The winners of the $10,000 prizes are:
Konstantinos Tsioris, Ph.D. candidate, Tufts University School of Engineering, for his research into developing a silk-based biosensor to detect the highly toxic bacterial compound lipopolysaccharide (LPS).When spread through contaminated drinking water, food, or medical equipment, LPS can lead to a microbial blood infection and septic shock, which is potentially fatal. Early detection of LPS allows prompt treatment of infections and prevents septic shock.
Edward Spang, Ph.D. candidate, The Fletcher School, for his plan to analyze water consumption for energy-producing technologies in 177 countries. His data will help policymakers coordinate the interaction between energy systems and the water systems that they must rely on to operate.
Jonathan Torn and Ahmed Malik, master's students, The Fletcher School, for their plan to develop a solar-powered energy system for urban Pakistan to lessen the country's dependence on its current electrical system which is prone to shortages.
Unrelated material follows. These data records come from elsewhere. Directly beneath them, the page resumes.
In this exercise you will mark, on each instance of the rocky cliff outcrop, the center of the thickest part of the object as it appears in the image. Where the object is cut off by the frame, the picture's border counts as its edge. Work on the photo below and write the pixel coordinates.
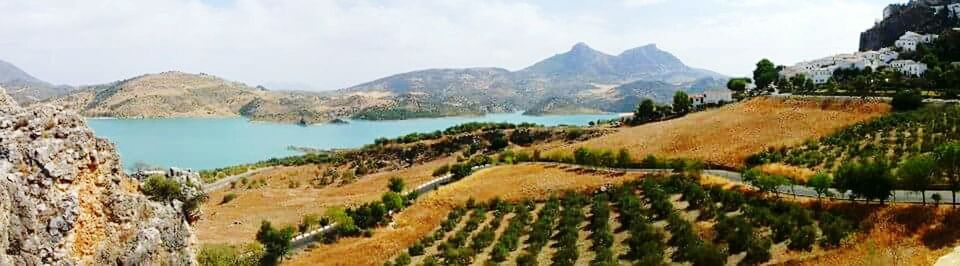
(65, 201)
(916, 16)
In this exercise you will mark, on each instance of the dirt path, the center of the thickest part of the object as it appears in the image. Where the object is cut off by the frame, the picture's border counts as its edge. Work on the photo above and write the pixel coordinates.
(508, 182)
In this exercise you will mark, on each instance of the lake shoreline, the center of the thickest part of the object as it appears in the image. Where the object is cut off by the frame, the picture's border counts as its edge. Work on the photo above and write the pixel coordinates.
(208, 143)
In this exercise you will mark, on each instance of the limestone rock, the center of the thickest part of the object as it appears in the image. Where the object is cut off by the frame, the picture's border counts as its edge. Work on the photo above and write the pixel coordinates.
(64, 199)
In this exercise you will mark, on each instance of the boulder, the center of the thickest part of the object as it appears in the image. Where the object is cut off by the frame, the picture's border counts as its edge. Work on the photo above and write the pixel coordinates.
(64, 199)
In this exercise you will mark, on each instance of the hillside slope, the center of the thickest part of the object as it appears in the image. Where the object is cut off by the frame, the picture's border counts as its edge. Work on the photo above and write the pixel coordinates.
(25, 88)
(177, 94)
(571, 78)
(726, 136)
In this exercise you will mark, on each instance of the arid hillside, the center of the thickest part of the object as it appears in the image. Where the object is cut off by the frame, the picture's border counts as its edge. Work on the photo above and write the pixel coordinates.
(726, 136)
(177, 94)
(507, 182)
(288, 194)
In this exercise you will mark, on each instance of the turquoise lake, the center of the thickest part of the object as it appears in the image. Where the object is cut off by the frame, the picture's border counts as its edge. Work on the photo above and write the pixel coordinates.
(200, 143)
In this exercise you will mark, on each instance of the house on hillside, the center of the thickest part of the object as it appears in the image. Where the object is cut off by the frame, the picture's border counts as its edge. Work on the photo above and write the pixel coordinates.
(909, 41)
(821, 70)
(909, 67)
(698, 99)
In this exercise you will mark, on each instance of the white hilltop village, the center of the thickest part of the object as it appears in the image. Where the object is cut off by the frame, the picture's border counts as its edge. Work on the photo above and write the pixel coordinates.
(821, 70)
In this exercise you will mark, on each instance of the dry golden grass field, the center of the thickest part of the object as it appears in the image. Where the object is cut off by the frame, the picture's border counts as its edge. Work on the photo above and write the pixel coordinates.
(238, 221)
(508, 182)
(726, 136)
(893, 235)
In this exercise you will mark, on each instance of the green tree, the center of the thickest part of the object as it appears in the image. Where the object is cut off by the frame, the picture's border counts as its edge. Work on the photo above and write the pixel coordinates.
(624, 160)
(276, 242)
(907, 100)
(821, 183)
(396, 184)
(392, 200)
(916, 173)
(682, 102)
(161, 188)
(461, 170)
(869, 179)
(764, 182)
(738, 86)
(765, 73)
(948, 162)
(646, 111)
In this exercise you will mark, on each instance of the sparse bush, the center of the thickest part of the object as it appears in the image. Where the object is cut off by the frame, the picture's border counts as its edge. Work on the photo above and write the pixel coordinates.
(161, 188)
(228, 198)
(276, 242)
(803, 238)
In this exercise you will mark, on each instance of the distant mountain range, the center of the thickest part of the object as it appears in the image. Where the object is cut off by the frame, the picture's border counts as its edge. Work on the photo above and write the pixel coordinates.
(25, 88)
(581, 80)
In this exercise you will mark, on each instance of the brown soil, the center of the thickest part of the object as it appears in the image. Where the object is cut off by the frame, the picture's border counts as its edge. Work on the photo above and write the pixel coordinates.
(507, 182)
(893, 235)
(726, 136)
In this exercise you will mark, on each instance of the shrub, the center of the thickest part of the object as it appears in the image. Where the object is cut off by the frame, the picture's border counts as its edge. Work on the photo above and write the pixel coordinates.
(276, 242)
(803, 238)
(392, 201)
(402, 260)
(758, 251)
(461, 170)
(396, 184)
(706, 254)
(308, 222)
(907, 100)
(228, 255)
(160, 188)
(442, 170)
(228, 198)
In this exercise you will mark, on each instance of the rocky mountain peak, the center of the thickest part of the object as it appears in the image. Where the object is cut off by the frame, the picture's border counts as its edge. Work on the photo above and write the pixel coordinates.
(64, 199)
(10, 72)
(7, 104)
(582, 47)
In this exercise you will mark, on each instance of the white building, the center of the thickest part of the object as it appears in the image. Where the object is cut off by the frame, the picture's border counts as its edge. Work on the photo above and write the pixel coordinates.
(821, 70)
(910, 40)
(909, 67)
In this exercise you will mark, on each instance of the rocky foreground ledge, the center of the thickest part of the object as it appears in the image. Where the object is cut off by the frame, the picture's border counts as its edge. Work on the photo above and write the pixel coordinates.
(64, 199)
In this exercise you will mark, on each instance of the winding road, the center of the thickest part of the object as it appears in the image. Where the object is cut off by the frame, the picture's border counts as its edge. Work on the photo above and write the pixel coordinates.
(898, 196)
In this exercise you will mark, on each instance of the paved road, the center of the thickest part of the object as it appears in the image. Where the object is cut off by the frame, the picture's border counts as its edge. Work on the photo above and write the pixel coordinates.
(303, 240)
(842, 97)
(899, 196)
(224, 182)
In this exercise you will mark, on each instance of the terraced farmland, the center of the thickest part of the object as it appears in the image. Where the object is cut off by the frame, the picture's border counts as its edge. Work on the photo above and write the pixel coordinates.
(658, 220)
(892, 138)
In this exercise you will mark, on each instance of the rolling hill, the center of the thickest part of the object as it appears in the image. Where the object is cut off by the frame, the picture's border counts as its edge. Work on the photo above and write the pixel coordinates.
(581, 80)
(24, 88)
(177, 94)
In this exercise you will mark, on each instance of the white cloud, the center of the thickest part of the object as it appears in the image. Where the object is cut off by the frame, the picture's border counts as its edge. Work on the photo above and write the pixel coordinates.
(332, 44)
(640, 3)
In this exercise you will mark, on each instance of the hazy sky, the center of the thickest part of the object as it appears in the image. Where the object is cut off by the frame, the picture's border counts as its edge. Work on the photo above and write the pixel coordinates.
(327, 44)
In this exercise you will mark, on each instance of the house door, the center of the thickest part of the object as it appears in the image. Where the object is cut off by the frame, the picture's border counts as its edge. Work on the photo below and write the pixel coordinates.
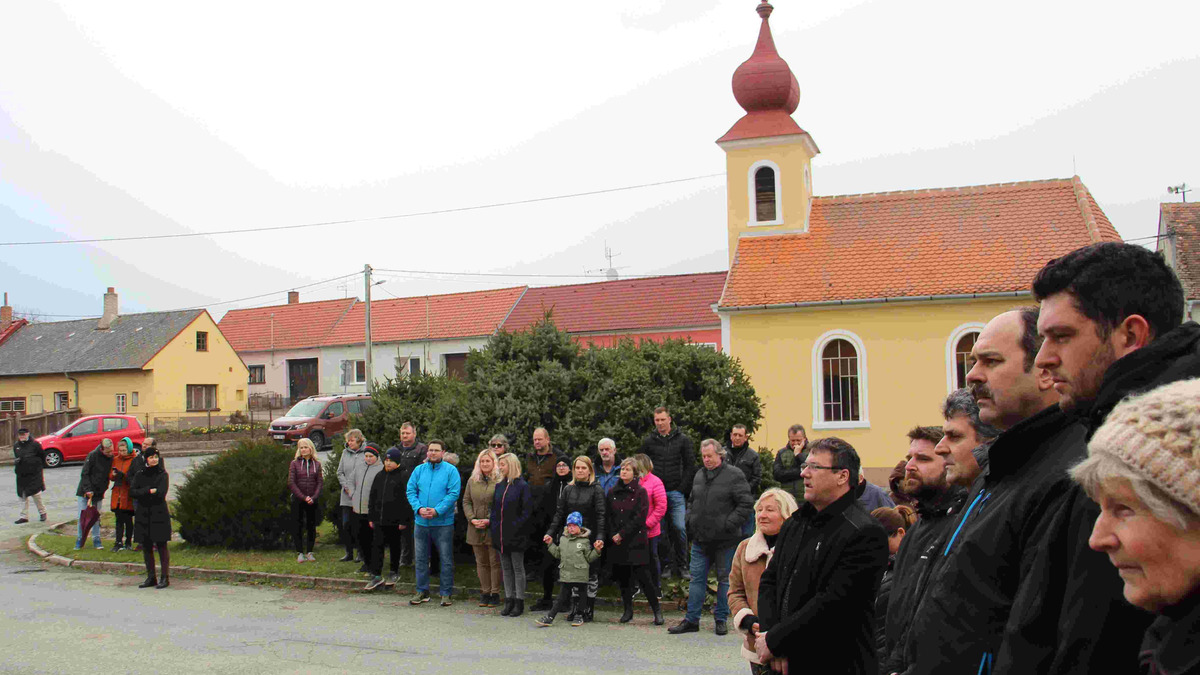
(303, 378)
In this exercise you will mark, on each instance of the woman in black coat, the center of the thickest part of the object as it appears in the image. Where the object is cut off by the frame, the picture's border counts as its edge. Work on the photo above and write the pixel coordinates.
(629, 550)
(511, 507)
(153, 519)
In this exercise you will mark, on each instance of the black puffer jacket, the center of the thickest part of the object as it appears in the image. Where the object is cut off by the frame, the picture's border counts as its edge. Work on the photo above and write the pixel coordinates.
(94, 476)
(1170, 358)
(719, 505)
(747, 459)
(30, 458)
(1019, 590)
(588, 500)
(151, 524)
(675, 459)
(816, 598)
(918, 555)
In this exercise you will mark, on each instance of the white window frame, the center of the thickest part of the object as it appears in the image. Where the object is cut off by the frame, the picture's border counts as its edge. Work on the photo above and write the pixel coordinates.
(951, 344)
(754, 197)
(819, 390)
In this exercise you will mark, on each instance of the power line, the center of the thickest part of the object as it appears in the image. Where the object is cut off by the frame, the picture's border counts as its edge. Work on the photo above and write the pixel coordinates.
(364, 220)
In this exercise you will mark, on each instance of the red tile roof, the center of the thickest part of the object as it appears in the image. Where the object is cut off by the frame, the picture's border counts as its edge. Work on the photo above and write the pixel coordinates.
(295, 326)
(658, 302)
(427, 317)
(1181, 221)
(955, 240)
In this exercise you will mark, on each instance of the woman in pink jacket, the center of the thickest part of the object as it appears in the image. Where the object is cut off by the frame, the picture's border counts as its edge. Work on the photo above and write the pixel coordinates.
(658, 495)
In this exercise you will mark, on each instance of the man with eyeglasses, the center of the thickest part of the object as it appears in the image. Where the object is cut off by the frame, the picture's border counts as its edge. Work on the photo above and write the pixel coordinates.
(816, 598)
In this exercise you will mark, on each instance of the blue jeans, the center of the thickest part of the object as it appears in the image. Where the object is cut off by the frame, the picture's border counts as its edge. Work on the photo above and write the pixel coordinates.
(95, 529)
(677, 530)
(699, 586)
(441, 536)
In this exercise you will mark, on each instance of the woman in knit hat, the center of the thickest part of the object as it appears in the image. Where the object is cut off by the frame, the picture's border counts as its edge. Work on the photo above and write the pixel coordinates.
(1144, 470)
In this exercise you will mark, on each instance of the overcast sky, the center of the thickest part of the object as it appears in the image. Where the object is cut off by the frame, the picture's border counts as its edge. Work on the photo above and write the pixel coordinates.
(160, 118)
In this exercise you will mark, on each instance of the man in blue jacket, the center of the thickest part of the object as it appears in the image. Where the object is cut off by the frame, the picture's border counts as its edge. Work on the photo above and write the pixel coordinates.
(433, 491)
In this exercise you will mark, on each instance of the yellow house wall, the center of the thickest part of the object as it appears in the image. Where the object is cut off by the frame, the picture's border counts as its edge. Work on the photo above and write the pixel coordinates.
(792, 160)
(906, 368)
(179, 364)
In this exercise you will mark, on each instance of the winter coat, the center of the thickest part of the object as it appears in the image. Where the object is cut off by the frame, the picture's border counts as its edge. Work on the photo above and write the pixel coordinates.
(575, 555)
(787, 471)
(348, 470)
(436, 485)
(121, 482)
(1169, 646)
(305, 478)
(94, 476)
(673, 457)
(588, 500)
(151, 524)
(915, 562)
(1019, 589)
(477, 503)
(658, 496)
(511, 507)
(820, 587)
(364, 481)
(30, 458)
(388, 505)
(627, 509)
(749, 562)
(747, 459)
(719, 506)
(1170, 358)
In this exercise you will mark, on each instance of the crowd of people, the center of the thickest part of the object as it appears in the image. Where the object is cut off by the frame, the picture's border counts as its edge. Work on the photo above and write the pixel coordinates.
(1049, 524)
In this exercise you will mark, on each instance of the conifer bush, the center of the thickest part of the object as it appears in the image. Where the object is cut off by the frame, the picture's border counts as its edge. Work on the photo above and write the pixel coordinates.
(239, 500)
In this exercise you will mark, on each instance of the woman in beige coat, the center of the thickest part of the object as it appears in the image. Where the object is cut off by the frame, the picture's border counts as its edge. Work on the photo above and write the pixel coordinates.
(477, 507)
(750, 560)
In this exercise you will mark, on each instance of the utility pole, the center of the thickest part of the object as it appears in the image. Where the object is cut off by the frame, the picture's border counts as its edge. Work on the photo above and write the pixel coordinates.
(366, 280)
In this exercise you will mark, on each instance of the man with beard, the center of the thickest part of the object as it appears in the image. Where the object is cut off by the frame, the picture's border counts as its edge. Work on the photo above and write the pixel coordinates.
(937, 500)
(1018, 590)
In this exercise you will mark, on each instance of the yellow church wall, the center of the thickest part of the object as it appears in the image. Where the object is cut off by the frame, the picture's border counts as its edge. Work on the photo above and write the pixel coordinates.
(906, 368)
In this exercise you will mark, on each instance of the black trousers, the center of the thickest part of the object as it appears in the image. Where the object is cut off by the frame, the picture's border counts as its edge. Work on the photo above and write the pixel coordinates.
(385, 537)
(305, 515)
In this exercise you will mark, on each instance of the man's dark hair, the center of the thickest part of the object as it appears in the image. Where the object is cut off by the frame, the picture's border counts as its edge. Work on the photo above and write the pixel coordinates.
(844, 455)
(1111, 281)
(931, 434)
(1031, 342)
(961, 401)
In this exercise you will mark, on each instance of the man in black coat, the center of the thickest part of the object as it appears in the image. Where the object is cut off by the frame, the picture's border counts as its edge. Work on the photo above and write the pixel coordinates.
(675, 463)
(816, 598)
(93, 485)
(30, 458)
(718, 506)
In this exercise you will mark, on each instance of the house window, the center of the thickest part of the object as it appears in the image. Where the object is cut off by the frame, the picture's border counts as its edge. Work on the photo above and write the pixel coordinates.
(839, 368)
(354, 372)
(202, 396)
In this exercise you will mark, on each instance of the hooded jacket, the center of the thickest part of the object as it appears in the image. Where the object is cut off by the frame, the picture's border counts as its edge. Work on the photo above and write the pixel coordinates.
(1018, 589)
(820, 587)
(673, 457)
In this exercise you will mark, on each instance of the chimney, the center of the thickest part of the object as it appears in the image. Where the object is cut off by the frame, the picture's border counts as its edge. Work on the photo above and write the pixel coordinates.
(5, 315)
(109, 315)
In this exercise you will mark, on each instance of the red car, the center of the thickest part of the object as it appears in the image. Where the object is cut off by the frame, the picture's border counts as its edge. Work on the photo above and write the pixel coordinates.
(76, 440)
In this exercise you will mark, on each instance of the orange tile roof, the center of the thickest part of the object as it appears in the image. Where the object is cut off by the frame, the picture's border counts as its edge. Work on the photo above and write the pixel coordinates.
(427, 317)
(295, 326)
(1182, 222)
(954, 240)
(658, 302)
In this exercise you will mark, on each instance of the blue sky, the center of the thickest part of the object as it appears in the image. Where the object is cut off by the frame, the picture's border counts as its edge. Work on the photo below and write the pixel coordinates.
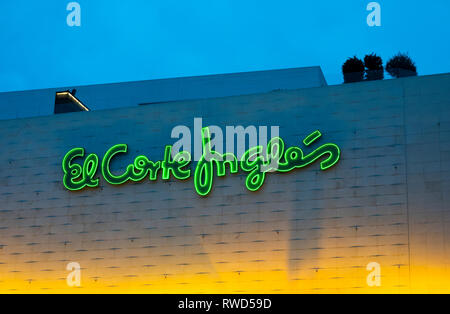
(144, 39)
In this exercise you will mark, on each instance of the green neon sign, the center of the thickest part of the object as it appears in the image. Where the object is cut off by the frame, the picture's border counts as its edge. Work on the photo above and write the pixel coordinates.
(257, 162)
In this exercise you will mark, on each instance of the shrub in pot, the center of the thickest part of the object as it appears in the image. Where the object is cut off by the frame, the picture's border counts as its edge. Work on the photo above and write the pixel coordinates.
(401, 65)
(353, 70)
(374, 67)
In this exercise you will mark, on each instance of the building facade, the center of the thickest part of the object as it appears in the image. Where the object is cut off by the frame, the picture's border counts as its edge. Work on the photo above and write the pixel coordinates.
(377, 221)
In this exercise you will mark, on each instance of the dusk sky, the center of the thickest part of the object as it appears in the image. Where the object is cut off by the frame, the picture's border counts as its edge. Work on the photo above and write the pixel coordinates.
(143, 39)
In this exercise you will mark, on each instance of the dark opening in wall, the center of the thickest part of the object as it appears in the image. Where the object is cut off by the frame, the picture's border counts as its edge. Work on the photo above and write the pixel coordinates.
(66, 102)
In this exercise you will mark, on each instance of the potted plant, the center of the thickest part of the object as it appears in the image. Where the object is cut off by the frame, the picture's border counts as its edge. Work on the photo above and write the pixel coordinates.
(353, 70)
(401, 65)
(374, 67)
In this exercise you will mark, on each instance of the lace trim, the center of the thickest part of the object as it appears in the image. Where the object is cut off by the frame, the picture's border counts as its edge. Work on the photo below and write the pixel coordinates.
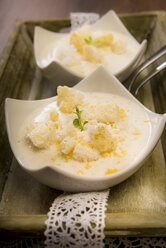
(77, 220)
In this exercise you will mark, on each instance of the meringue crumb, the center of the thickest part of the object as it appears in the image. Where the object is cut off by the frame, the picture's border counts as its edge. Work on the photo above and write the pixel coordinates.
(110, 171)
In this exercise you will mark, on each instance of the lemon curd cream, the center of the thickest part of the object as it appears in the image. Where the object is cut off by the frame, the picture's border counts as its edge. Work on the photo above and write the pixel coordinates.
(84, 50)
(92, 134)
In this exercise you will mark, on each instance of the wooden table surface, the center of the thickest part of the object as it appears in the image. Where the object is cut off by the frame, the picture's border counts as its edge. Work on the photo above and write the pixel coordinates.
(10, 10)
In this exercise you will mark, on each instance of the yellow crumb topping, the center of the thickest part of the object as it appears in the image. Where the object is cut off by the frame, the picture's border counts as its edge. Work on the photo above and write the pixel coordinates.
(136, 133)
(80, 172)
(53, 116)
(68, 157)
(56, 156)
(110, 171)
(57, 144)
(116, 154)
(122, 113)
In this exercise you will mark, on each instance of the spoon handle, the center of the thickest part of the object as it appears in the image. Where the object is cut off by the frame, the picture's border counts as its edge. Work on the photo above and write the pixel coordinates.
(131, 79)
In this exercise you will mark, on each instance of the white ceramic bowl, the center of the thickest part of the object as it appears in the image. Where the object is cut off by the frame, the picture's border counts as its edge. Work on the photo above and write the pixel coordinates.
(45, 42)
(17, 111)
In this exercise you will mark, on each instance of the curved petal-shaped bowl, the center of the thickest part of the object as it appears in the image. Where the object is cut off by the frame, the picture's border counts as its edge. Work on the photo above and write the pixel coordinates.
(17, 111)
(45, 41)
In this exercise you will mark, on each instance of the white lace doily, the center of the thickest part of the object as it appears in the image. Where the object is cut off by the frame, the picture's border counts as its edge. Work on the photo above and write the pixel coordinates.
(77, 220)
(79, 19)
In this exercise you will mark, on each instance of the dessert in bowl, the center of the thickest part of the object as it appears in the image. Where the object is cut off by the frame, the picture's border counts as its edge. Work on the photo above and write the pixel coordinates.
(72, 56)
(89, 137)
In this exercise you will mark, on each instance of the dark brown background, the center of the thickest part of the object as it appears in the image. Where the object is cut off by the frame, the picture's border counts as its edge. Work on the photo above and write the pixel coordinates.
(10, 10)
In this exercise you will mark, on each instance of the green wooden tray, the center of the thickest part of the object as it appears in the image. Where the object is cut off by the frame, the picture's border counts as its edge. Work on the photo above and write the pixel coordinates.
(136, 207)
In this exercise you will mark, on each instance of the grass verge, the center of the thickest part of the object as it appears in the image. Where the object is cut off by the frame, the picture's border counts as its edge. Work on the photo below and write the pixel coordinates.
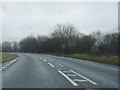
(7, 57)
(101, 59)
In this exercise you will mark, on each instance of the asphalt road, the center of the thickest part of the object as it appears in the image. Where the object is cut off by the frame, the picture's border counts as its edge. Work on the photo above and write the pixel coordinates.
(47, 71)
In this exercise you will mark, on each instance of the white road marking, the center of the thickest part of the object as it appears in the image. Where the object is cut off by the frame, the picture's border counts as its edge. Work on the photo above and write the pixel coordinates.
(70, 80)
(84, 77)
(51, 65)
(80, 80)
(44, 60)
(71, 75)
(61, 65)
(66, 71)
(3, 67)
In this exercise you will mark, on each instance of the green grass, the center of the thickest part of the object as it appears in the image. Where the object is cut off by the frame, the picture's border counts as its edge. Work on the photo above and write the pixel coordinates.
(7, 57)
(102, 59)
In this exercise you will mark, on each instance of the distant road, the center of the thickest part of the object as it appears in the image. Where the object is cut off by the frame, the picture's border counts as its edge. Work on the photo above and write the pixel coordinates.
(47, 71)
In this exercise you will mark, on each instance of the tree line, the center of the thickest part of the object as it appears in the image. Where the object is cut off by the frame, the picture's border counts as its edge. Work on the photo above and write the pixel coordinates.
(66, 39)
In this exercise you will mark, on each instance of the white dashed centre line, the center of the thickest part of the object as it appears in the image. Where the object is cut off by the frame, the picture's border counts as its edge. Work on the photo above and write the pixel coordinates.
(51, 65)
(70, 80)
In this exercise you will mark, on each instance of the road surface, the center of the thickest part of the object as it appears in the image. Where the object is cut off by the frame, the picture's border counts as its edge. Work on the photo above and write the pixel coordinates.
(47, 71)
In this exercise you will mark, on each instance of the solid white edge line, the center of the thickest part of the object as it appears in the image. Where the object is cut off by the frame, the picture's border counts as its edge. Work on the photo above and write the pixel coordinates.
(51, 65)
(80, 80)
(84, 77)
(70, 80)
(10, 63)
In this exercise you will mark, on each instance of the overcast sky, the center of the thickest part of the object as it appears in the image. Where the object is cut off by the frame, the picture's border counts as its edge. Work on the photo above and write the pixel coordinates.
(22, 19)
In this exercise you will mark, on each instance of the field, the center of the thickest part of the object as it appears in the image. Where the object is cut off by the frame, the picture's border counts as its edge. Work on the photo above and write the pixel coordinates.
(7, 57)
(101, 59)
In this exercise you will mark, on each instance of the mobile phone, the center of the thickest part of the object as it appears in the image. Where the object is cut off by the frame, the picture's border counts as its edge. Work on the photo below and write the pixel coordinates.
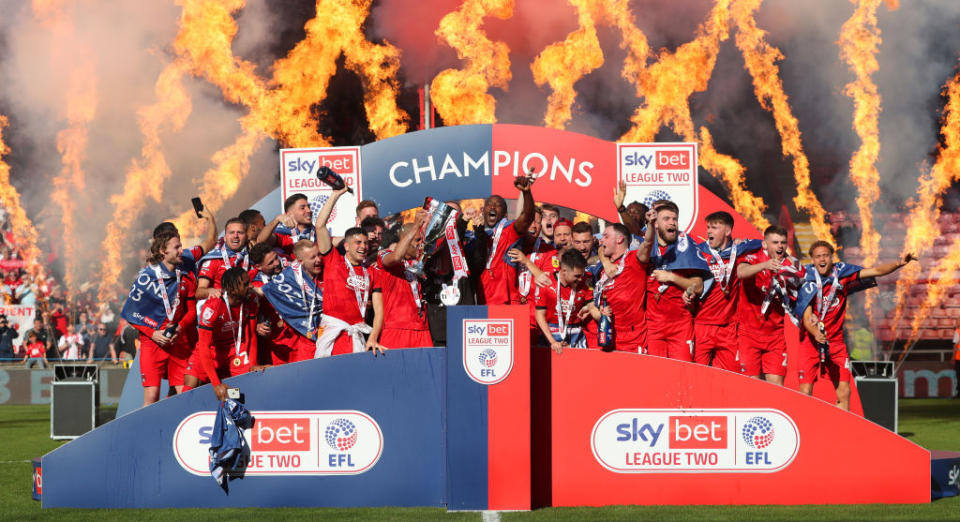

Two proposals received honorable mention and $500 prizes:
Coleen Butler, Ph.D. Candidate, Tufts Graduate School of Arts and Sciences, for her research into the advantages of using the plant species Sedum on green roofs.
Eric Vaughan, master's student, Tufts School of Engineering, for his work to develop a mathematical method that would help water planners compare costs of using treated wastewater for agricultural purposes with the cost of using groundwater. This will encourage farmers to use wastewater which is less expensive.